Isabel Pruna - Sitges


Vidas Paralelas:

Paulo Emilio 

V. Quería un romano repudiar a su mujer, y le hacían cargo sus amigos, preguntándole: «¿No es honesta? ¿No es hermosa? ¿No es fecunda?» Y él, mostrando el zapato, al que los romanos llaman cálceo, les dijo: «¿No es elegante? ¿No está nuevo? Pues no habría entre vosotros ninguno que acertase en qué parte del pie me aprieta.» Y en verdad que por grandes y conocidos yerros se separaron algunos de sus mujeres; pero los tropiezos, aunque pequeños, continuos de genio y diferencia de costumbres, éstos se ocultan a los de afuera, y engendran, sin embargo, con el tiempo en los que viven juntos aversiones irremediables.

Sertorio

VIII. Diéronle allí noticia unos marineros, con quienes habló, de ciertas islas del Atlántico, de las que entonces venían. Éstas son dos, separadas por un breve estrecho, las cuales distan del África diez mil estadios, y se llaman de los Afortunados. Las lluvias en ellas son moderadas y raras, pero los vientos, apacibles y provistos de rocío, hacen que aquella tierra, muelle y crasa, no sólo se preste al arado y a las plantaciones, sino que espontáneamente produzca productos que por su abundancia y buen sabor basten a alimentar sin trabajo y afán a un pueblo descansado. Un aire sano, debido a que las estaciones casi se confunden, sin que haya sensibles mudanzas, es el que envuelve aquellas islas, porque los cierzos y solanos que soplan de la parte de tierra, difundiéndose por la distancia de donde vienen en un vasto espacio, van decayendo y pierden su fuerza; y los de mar, el ábrego y el céfiro, siendo portadores de lluvias suaves y espaciadas, por lo común con una serenidad humectante es con la que refrigeran y con la que mantienen las plantas; de manera que hasta entre aquellos bárbaros es opinión, que corre muy válida, estar allí los campos Elíseos, aquella mansión de los bienaventurados que cantó Homero.

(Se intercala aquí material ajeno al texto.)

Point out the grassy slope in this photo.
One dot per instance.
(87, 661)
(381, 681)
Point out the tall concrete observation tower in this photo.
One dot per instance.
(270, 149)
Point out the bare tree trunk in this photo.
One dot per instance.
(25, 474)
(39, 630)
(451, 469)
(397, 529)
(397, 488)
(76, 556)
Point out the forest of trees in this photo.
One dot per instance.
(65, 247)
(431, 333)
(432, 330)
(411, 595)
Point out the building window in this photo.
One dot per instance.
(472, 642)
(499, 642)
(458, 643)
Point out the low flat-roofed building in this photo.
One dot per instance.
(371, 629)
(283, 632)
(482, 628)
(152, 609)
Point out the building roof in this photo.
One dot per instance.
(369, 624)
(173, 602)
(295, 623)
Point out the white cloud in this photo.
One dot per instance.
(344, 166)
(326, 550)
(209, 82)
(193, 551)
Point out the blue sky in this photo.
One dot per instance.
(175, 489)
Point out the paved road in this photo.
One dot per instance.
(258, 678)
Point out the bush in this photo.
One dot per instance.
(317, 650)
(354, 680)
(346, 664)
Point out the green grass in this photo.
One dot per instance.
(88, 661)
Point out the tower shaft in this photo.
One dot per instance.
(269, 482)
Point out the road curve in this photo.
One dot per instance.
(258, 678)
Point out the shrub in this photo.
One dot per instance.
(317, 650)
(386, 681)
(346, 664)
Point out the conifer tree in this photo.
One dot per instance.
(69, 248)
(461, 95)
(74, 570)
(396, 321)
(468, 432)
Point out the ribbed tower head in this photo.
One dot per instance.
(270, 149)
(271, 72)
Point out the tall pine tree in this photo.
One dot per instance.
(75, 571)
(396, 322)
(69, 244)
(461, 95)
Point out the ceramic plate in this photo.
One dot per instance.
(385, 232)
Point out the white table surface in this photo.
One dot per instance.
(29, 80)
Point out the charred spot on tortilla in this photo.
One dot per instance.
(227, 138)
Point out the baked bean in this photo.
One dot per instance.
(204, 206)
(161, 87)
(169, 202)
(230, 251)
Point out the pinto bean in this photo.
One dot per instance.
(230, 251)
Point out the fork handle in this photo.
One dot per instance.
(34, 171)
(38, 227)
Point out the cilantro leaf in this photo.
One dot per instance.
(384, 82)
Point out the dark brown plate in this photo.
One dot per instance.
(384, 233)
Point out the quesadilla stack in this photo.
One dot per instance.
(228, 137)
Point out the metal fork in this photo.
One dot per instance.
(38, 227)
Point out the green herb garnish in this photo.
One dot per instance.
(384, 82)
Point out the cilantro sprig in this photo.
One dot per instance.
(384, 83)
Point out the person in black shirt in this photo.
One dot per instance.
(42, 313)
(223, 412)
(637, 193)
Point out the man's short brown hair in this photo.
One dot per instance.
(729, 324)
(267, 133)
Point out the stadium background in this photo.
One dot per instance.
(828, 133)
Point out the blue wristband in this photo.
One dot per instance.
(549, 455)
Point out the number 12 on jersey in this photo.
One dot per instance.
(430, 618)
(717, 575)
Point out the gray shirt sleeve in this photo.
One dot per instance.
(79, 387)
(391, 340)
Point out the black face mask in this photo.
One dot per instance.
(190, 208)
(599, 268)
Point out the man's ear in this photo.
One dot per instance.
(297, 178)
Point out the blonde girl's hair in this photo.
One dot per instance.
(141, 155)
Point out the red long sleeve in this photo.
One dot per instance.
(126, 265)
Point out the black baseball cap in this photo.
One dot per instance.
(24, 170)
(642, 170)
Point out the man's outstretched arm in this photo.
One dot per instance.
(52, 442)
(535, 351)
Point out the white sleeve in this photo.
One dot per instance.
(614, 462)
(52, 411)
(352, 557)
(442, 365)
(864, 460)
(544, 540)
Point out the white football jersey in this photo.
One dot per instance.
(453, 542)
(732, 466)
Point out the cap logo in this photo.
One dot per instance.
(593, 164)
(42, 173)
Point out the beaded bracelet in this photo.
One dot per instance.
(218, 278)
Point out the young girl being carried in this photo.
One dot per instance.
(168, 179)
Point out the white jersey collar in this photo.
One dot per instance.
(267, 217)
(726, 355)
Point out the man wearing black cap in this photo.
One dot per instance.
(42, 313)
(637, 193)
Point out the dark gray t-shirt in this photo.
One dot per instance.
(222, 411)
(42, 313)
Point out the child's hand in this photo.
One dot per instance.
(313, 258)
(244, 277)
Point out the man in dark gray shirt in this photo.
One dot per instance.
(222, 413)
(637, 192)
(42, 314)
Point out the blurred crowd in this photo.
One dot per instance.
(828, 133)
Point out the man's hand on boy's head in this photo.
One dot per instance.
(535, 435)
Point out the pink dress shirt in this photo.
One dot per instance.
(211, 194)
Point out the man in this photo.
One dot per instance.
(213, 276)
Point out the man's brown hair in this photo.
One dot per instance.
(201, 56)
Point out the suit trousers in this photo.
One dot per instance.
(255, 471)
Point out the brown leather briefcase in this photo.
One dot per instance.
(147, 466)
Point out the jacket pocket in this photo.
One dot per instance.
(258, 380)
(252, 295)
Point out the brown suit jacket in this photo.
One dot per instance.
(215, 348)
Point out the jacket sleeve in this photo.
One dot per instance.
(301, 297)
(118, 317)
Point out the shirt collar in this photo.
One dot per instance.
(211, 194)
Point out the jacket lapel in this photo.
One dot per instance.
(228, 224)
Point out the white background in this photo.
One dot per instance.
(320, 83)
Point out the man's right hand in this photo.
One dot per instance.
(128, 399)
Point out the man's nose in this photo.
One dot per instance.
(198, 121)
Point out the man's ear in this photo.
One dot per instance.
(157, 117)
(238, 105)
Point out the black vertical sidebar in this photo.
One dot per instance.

XI. Un lusitano, hombre del pueblo, que vivía en el campo, se encontró con una cierva recién  parida que huía de los cazadores; y ésta se le escapó pero a la cervatilla, maravillado de su color, porque era toda blanca, la persiguió y la alcanzó. Hallábase casualmente Sertorio acantonado en las inmediaciones, y como recibiese con afabilidad a los que le llevaban algún presente, bien fuese de caza, o de los frutos del campo, recompensando con largueza a los que así le hacían obsequio, se le presentó también éste para regalarle la cervatilla. Admitióla, y al principio no fue grande el placer que manifestó; pero con el tiempo, habiéndose hecho tan mansa y dócil que acudía cuando la llamaba, y le seguía a doquiera que iba, sin espantarse del tropel y ruido militar, poco a poco la fue divinizando, digámoslo así, haciendo creer que aquella cierva había sido un presente de Diana, y esparciendo la voz de que le revelaba muchas cosas ocultas, por saber que los bárbaros son naturalmente muy inclinados a la superstición. Para acreditarlo más, se valía de este medio: cuando reservada y secretamente llegaba a entender que los enemigos habían invadido alguna parte de su territorio o trataban de separar de su obediencia a una ciudad, fingía que la cierva le había hablado en las horas del sueño, previniéndole que tuviera las tropas a punto. Por otra parte, si se le daba aviso de que alguno de sus generales había alcanzado una victoria, ocultaba al que lo había traído, y presentaba a la cierva coronada como anunciadora de buenas nuevas, excitándolos a mostrarse alegres y a sacrificar a los dioses, porque en breve había de llegar una fausta noticia.